Este es el momento de citar la inencontrable, mal documentada y demasiado olvidada ley de Einstein-Molina-Corleone sobre la perdurabilidad política, que dice así: “En una democracia formal, el poder ejecutivo tiende a expandirse en el espacio y en el tiempo hasta ocupar todo el ámbito del Estado, y durante un periodo pretendidamente infinito”. Esto, desde luego, vale para quien ocupa el poder lo mismo que para quien aspira a ocuparlo.

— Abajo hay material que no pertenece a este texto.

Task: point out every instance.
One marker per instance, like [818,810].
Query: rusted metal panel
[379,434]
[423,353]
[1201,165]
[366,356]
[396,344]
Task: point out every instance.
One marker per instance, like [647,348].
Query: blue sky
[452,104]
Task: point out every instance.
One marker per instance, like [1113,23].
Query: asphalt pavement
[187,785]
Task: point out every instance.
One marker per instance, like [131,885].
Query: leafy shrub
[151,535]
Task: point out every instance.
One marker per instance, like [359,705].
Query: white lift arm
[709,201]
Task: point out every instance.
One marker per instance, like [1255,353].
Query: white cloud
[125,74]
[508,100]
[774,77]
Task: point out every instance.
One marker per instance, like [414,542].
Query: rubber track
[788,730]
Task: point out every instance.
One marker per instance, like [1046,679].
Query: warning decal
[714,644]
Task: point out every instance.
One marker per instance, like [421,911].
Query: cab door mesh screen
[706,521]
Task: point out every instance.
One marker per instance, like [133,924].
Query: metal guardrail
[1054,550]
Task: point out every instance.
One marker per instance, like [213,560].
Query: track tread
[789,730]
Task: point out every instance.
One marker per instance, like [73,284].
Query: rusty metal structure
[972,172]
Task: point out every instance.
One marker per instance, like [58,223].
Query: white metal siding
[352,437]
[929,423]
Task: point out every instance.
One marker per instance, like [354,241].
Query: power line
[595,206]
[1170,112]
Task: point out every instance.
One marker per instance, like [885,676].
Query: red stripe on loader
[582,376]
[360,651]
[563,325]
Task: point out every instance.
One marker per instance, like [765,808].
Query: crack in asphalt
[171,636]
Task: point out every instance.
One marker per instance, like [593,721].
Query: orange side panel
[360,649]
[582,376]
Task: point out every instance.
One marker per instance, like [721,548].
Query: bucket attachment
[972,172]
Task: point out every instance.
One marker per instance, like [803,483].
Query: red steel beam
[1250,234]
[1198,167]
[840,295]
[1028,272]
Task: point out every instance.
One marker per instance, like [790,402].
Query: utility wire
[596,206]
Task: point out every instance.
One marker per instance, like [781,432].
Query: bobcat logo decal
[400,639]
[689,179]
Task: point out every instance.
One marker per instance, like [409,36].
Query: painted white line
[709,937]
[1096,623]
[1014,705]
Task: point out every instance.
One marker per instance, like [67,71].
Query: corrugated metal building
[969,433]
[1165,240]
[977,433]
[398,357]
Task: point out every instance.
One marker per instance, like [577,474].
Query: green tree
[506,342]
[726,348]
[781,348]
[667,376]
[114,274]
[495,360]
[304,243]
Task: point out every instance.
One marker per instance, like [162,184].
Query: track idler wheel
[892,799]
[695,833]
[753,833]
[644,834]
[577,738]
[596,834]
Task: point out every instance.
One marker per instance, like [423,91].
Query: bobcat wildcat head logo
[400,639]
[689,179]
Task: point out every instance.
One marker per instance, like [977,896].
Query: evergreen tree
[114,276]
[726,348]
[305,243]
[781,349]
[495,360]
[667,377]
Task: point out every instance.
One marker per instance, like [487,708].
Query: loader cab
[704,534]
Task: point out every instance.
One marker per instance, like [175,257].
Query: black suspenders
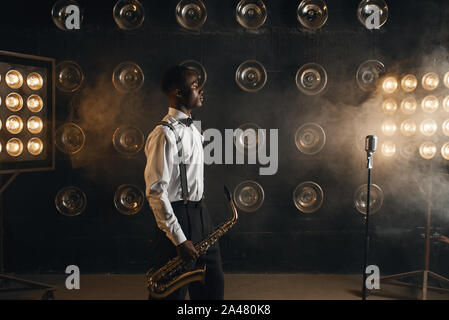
[182,165]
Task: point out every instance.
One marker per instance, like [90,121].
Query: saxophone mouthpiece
[227,193]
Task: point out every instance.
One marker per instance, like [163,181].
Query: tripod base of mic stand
[27,285]
[423,274]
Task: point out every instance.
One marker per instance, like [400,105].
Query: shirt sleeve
[160,152]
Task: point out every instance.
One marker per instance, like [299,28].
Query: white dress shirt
[162,175]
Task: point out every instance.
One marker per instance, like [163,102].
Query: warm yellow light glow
[35,146]
[389,106]
[445,127]
[14,79]
[428,127]
[14,101]
[35,103]
[14,124]
[390,84]
[35,81]
[427,150]
[446,79]
[409,105]
[35,125]
[409,83]
[389,127]
[14,147]
[388,148]
[445,151]
[430,81]
[408,127]
[430,104]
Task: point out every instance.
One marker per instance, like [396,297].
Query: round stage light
[388,149]
[35,125]
[14,124]
[308,197]
[389,127]
[428,127]
[70,201]
[430,104]
[248,196]
[35,81]
[191,14]
[430,81]
[35,146]
[251,76]
[128,14]
[312,14]
[389,106]
[368,74]
[408,127]
[310,138]
[427,150]
[409,83]
[375,201]
[14,101]
[129,199]
[14,147]
[389,84]
[14,79]
[311,78]
[251,14]
[35,103]
[409,105]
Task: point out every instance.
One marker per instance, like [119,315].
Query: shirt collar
[177,114]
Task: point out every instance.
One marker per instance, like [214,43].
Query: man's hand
[444,239]
[187,251]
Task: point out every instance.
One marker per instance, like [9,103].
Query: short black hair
[173,78]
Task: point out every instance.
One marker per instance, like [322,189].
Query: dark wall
[275,238]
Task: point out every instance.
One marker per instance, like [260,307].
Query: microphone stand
[369,165]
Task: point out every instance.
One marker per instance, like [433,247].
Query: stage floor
[237,287]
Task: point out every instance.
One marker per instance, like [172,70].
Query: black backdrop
[276,238]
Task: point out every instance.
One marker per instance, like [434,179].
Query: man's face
[193,95]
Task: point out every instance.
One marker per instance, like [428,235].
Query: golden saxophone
[176,273]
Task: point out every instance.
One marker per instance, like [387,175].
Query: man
[176,203]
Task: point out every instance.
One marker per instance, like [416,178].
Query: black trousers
[196,224]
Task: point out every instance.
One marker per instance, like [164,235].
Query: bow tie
[186,121]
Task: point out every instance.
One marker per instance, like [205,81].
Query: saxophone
[176,272]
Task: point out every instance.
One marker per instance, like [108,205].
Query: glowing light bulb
[445,127]
[428,127]
[430,81]
[390,84]
[14,79]
[428,150]
[389,127]
[409,83]
[14,101]
[14,124]
[35,125]
[389,106]
[35,103]
[409,105]
[408,127]
[445,151]
[14,147]
[430,104]
[388,149]
[35,81]
[35,146]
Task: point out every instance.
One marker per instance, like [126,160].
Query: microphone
[371,144]
[370,147]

El Legislativo, pues, se puede controlar con relativa facilidad. Solo hay que llegar a pactos con los otros jefes. No hay que convencer a nadie más: esto no es Gran Bretaña, qué nos habíamos creído

No deja de tener su lógica, si bien se mira. Cuando te sientas en el sillón de la Moncloa, tu principal preocupación es que nadie te arranque de allí ni con agua caliente. Eres el Poder Ejecutivo. Confías vagamente en el Legislativo, que es el que te da la mayoría para gobernar, pero sabes muy bien que el Congreso está formado por una multitud de personas anónimas y disciplinadas que están allí para votar lo que sus jefes (tú entre ellos) les dicen que voten, y ninguna otra cosa. Están investidos por el sagrado poder de la democracia, son representantes de los ciudadanos, sí, pero su verdadera función es la de aprietabotones. Ni se les ocurriría pensar por su cuenta o votar fuera del tiesto: los jefes (tú entre ellos) les fulminarían si lo hiciesen. Por más que tengan derecho tanto a pensar como a votar lo que quieran. Nunca lo harán. El Legislativo, pues, se puede controlar con relativa facilidad. Solo hay que llegar a pactos con los otros jefes. No hay que convencer a nadie más: esto no es Gran Bretaña, qué nos habíamos creído.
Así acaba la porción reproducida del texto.